Пепперштейн переносит в слово позиции концептуального искусства — замена прямого изображения надписями, анаграммами. И “Пентагон”, и “Свастика”, построенные по принципу детектива, на деле посвящены освобождению соответствующих знаков от своего означаемого, опустошению их, в частности оправданию свастики, скомпрометированой фашизмом. Пепперштейновская замена вещей на пустоты и отмывание реальности от всех смыслов сопровождается в том числе очищением героев от культурных условностей и буйством дионисийского начала. Утверждаются молодость, красота, цветущее тело, опьянение (таблетками, танцами, любовью — чем угодно).

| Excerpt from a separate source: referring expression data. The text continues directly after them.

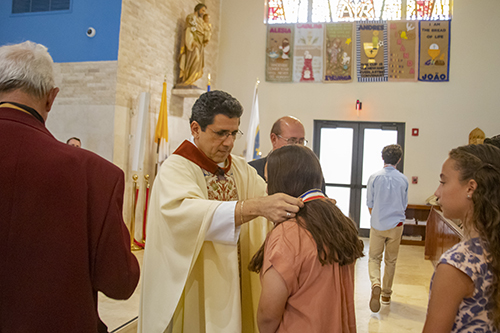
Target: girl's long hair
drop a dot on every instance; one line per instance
(482, 163)
(294, 170)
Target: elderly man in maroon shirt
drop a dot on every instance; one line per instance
(61, 226)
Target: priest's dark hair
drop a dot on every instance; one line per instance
(294, 170)
(213, 103)
(200, 6)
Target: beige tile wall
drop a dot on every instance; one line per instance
(85, 105)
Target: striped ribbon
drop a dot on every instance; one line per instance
(312, 195)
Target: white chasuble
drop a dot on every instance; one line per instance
(188, 282)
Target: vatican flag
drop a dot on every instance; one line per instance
(253, 141)
(161, 132)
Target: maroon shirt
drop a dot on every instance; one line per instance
(61, 229)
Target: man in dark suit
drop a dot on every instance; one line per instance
(287, 130)
(61, 223)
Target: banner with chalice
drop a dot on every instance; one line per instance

В “Пентагоне” подростки едут веселиться на юг, а в одну ночь, “когда общий экстаз достиг пика”, исчезает одна из девушек. Всю повесть меняются различные версии этой концептуальной операции (“она не умерла, не убежала, не уснула, не изменилась — она просто исчезла. Но это временно”), однако разгадка проста: однополая любовь. Старый следователь Курский объясняет, что “в лесбийском жаргоне „звездой” называют девушку, которую любят, в которую влюблены. В этом же лесбийском жаргоне слово „пентагон” употребляется как обозначение девушки, которую бросила возлюбленная”. Под конец с гигантским пентагоном сравнивается вся Россия. Старость следователя здесь принципиальна, она пусть и приближается к полной потере телесности, однако в какой-то мере обретает новую, постбытийную, “старики любят Родину, ведь тело их ветшает и готовится слиться с телом страны. Пускай, думают старики, хотя бы это великое общее тело будет здоровым, могучим и вечным”. Вообще, интонация мажорного торжества сил жизни у Пепперштейна преобладает.

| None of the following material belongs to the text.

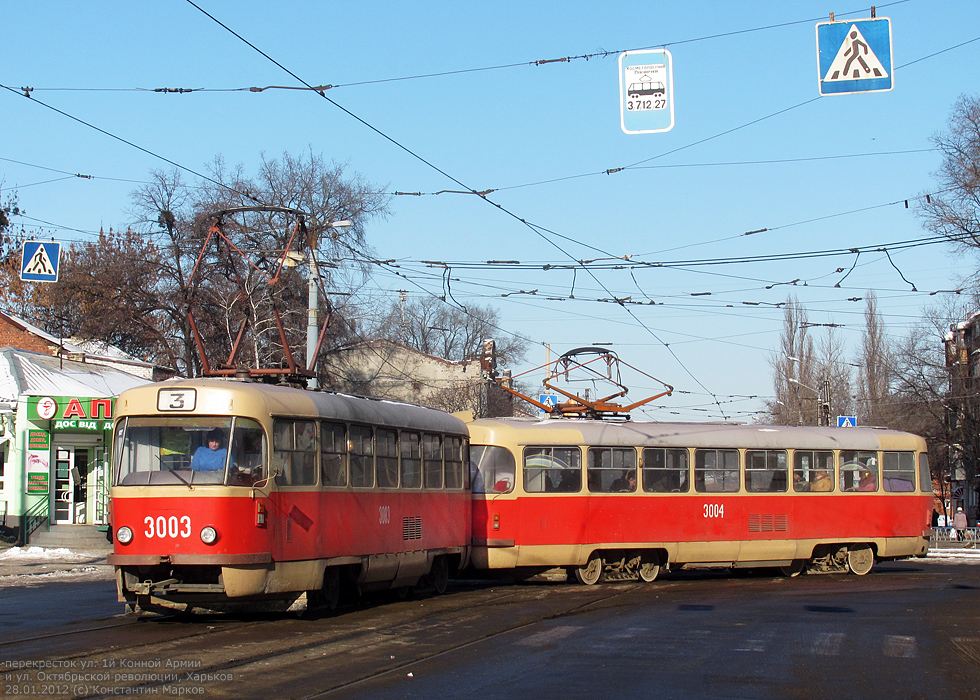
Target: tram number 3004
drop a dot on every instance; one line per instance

В “Свастике” этот же старик Курский входит в тайный кружок молодежи, называется древесным именем Онт и через соитие с девочкой Солнце омолаживается, становясь как бы эмбрионом. Подобное, конечно, не выходит за рамки психогенных видений, но Пепперштейн, несмотря на явно постмодернистскую природу своего творчества, все же склоняется к реалистической его трактовке, называя свое искусство психоделическим реализмом, правдиво и жизненно описывающим галлюциногенные видения.

 

Слава Сергеев. Места пребывания истинной интеллигенции. М., “Зебра Е”, 2006, 335 стр. (“Ирония XXI века”).

Аннотация не врет, когда сообщает, что проза Славы Сергеева (до этого она выходила в журнале “Континент”) — продолжение традиций С. Довлатова и Вен. Ерофеева. События в ней будничны, смешны и трагичны одновременно, персонажи — творческие личности — бедны, нервны, все пьют и беседуют. Несмотря на то что образ пьющего интеллигента в русской литературе уже почти архетипичен, а бытовая философия на фоне пьянки — выигрышна в любом контексте, в рассказах С. Сергеева не хватает сегодняшней ноты. Ведь интеллигенция за последние двадцать лет изрядно трансформировалась и, быть может, даже сместилась в другие социальные слои. Этого в легкой и талантливой книге все-таки мало.

 

Константин Костенко. Совокупляясь с богом. Повесть. Клаустрофобия. Пьеса. М., “К-вир”, 2006 (“Темные аллеи”)2.

Герои повести “Совокупляясь с богом” играют в гомосексуализм. Это не столько физиологическая заданность, сколько эстетство, желание выделиться, способ компенсировать собственную ненужность, неприложимость к повседневности, обиду, закомплексованность. По сюжету в провинциальном городе ухаживающий за молодым Ромео киновед К. вскоре переключается на простоватого и недалекого парня Мухоедова. А после Мухоедова и К. до смерти избивают в лесу какие-то новые знакомые, завлекшие их туда посулами снять “американский” портрет — вместо лиц ягодицы. Виновным признают случайно попавшегося следствию Ромео, и он умирает во время жестоких допросов.

Избиение в этой повести, помимо того, что представлено сегодняшней жизненной нормой, включающей маниакальные надругательства и убийство ради самого процесса, для жертвы является способом избывания в себе зла, искаженной формой (через телесные муки) познания и себя, и ближнего. Она, жертва, наконец-то начинает любить жизнь. Только истерзанный, умирающий под ударами, К. вдруг понимает, что его полное грязных выдумок существование на деле наполняла любовь. “„Отвращение”, „ненависть”, „боль”, „страх” — все это тоже было любовью, ее противоестественными сгустками”.